Alternative list of resources blocked in the Russian Federation Re:filter

In this article I want to describe the problem that I encountered as a user of existing lists of blocked resources, steps towards a solution and the results of the work. The article is less practical and more theoretical, so for practical benefit you can immediately skip to the section 3. Result.

The solution to the problem was started within the framework of the project Demhack 8and I would like to express my gratitude to the organizers for their support.

  1. Problem

  2. Path to solution

  3. Result

1. Problem

I’ll start with the basis of everything – the RKN list, which at the time of this publication contains 621,750 domains (793,386 URLs according to Roskomsvoboda). This list has been updated since 2012 and contains, to put it mildly, not only resources that are valuable to us, but also what should be filtered by such a body as the RKN. The volume of the list results in the complexity of generating lists to bypass locks, Antifilter.download these are lists of IP addresses containing about 10,000 subnets /24 or more (or about 155,000 prefixes from resolution), Antifilter.network – 26,000 subnets from /32 to /23 (or 140,000 prefixes from resolution). My main interest is routers that can use summarized lists of IP addresses, which leads to problems in the form that sites like mosoblgaz.ru (91.215.42.46), speedtest.net (151.101.66.219) are located on public hosting and being summarized by mask with point routing, they begin to work via VPN, like many other resources that fall into this range, due to one two-address RKN list, which is completely unnecessary.

2. Path to solution

Having started studying the RKN list, I was wondering what resources from the list caused the damage to mosoblgaz.ru and speedtest.net given in the example, and this is for example:

Mosoblgaz

Speedtest.net

Which begs the question, do we really need all these blocked addresses and domains?

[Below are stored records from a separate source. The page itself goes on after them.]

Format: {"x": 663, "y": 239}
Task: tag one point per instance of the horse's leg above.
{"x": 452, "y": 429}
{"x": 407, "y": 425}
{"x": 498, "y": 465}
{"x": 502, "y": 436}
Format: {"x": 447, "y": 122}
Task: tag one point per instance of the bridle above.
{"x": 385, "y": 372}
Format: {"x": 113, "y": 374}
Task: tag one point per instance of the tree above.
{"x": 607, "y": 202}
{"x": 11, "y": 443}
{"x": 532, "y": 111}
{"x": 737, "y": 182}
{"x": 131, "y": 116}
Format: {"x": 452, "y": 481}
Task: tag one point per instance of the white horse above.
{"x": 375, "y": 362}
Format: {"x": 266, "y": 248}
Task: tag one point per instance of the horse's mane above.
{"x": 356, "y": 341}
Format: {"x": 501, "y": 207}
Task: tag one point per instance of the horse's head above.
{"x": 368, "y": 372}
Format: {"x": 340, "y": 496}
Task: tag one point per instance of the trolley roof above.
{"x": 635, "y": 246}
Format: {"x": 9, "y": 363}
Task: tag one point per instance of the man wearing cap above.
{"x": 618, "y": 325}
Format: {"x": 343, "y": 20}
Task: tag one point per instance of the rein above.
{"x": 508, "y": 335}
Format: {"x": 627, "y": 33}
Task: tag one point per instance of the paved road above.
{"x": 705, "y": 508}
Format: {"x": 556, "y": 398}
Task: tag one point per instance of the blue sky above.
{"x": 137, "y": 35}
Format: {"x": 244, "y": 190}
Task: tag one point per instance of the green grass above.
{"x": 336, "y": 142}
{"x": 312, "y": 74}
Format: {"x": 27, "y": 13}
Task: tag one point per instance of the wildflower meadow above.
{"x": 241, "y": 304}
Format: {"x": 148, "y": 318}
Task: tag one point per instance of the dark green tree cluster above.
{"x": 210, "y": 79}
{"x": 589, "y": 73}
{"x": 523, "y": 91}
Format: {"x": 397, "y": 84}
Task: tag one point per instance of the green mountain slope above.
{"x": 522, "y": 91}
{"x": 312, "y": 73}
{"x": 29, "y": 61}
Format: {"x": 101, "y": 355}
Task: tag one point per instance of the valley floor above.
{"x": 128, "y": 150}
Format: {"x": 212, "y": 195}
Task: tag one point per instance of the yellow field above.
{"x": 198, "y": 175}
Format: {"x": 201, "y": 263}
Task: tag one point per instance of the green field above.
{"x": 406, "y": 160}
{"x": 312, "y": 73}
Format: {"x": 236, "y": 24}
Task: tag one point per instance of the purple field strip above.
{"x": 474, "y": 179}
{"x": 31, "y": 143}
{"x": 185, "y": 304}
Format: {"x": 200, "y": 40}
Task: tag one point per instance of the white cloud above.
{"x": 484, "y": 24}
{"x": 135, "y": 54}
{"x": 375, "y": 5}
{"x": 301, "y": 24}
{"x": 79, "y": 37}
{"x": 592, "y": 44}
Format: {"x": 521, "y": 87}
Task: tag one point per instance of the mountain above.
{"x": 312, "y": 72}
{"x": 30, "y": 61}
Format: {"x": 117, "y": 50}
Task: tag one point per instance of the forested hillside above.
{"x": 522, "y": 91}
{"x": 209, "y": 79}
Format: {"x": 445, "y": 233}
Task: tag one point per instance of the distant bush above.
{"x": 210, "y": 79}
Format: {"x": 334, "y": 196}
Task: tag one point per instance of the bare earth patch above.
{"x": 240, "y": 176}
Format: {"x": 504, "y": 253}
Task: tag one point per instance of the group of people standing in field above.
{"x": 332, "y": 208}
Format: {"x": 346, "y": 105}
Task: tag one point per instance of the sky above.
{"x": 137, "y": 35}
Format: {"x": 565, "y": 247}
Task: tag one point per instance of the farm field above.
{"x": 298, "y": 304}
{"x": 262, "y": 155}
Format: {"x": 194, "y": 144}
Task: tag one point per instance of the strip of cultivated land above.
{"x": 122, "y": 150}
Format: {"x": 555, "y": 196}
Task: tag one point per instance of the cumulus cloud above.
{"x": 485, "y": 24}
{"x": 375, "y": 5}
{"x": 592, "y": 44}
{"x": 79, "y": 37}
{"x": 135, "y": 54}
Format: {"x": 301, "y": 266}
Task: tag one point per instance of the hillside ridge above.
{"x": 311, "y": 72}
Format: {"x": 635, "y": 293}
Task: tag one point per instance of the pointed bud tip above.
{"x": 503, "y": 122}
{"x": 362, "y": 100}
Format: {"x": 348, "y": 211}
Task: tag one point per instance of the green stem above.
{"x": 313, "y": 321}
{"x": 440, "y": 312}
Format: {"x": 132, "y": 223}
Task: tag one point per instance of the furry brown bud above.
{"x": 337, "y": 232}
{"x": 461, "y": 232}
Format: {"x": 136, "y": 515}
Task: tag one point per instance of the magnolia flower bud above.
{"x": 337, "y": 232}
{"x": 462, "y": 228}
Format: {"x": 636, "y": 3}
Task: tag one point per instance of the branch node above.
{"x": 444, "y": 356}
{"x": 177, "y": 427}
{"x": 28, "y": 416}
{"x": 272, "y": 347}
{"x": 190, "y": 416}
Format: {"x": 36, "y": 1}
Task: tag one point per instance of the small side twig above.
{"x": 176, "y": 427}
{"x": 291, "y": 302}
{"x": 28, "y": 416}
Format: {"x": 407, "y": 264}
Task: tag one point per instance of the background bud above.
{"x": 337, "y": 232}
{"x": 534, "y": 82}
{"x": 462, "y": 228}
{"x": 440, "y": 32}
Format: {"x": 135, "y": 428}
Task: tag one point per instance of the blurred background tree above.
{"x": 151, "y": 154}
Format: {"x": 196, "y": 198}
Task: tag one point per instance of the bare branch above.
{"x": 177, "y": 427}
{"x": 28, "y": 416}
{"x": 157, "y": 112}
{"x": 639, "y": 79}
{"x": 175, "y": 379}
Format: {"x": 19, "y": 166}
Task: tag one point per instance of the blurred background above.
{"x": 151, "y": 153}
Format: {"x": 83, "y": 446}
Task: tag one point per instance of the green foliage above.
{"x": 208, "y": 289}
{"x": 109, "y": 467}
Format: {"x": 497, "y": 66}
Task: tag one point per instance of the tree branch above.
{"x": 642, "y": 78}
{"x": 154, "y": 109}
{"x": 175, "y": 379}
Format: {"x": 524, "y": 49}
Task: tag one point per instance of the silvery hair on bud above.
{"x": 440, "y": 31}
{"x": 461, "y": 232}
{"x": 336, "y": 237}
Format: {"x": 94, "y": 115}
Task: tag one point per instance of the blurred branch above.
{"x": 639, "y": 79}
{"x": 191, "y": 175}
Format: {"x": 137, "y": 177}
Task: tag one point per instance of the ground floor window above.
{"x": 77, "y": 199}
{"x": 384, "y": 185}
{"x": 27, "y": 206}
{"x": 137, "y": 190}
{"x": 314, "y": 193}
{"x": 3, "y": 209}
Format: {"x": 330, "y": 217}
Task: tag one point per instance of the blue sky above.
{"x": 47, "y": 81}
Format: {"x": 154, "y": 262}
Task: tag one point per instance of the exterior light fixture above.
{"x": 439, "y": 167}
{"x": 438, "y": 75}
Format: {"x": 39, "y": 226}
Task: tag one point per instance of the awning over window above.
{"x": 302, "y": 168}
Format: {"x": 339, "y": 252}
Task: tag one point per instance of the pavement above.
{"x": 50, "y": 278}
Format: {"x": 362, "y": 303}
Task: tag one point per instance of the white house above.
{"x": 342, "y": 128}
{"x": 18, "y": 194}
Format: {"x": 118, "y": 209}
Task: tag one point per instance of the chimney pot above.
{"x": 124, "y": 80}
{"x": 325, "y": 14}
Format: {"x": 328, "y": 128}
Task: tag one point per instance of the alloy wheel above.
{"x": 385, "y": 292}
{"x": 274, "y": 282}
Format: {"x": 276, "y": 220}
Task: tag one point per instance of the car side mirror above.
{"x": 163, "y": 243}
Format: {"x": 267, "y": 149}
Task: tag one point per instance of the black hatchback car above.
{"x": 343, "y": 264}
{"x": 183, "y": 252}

My answer is noand here's why:

As @Furriest wrote in his article (special thanks to him for his help with BGP):

At the same time, in fact, 99% of the resources on the RKN blacklist are useless trash, like the one hundred and fifty-hundredth mirror of another online casino.

In the process of preparing this material, I came to similar figures and became convinced of the thesis that in order to effectively bypass blocking, one cannot rely only on the RKN registry, and use its contents limitedly. I came up with the following list generation scheme:

It was decided to clear the list of RKN domains according to the following scheme:

Stage 1 – Filtering domain names by dictionary

At this stage I took list of domains at Antifilter.download and filtered by keywords, the source code of the algorithm is available Here (step 1), if desired, you can repeat the whole process yourself (if you understand my shitcode)

At the time of writing the project execution, the domains.lst file contained 577829 domain names, at this stage we filter out 101990 domain names (with the right keywords, I think more are possible) – so in the list for now 475839 domain names

Let's move on to Stage 2

Stage 2 – checking resource availability

At this stage (step 2 in the source code) two main criteria were checked –

  • Website accessibility using one of the methods – ping, http, https

  • Is the site a mirror – does it return an HTTP 301 response? If it does, then only redirections to itself are ignored (for example http://www.facebook.com redirects to https://www.facebook.com this is not a mirror)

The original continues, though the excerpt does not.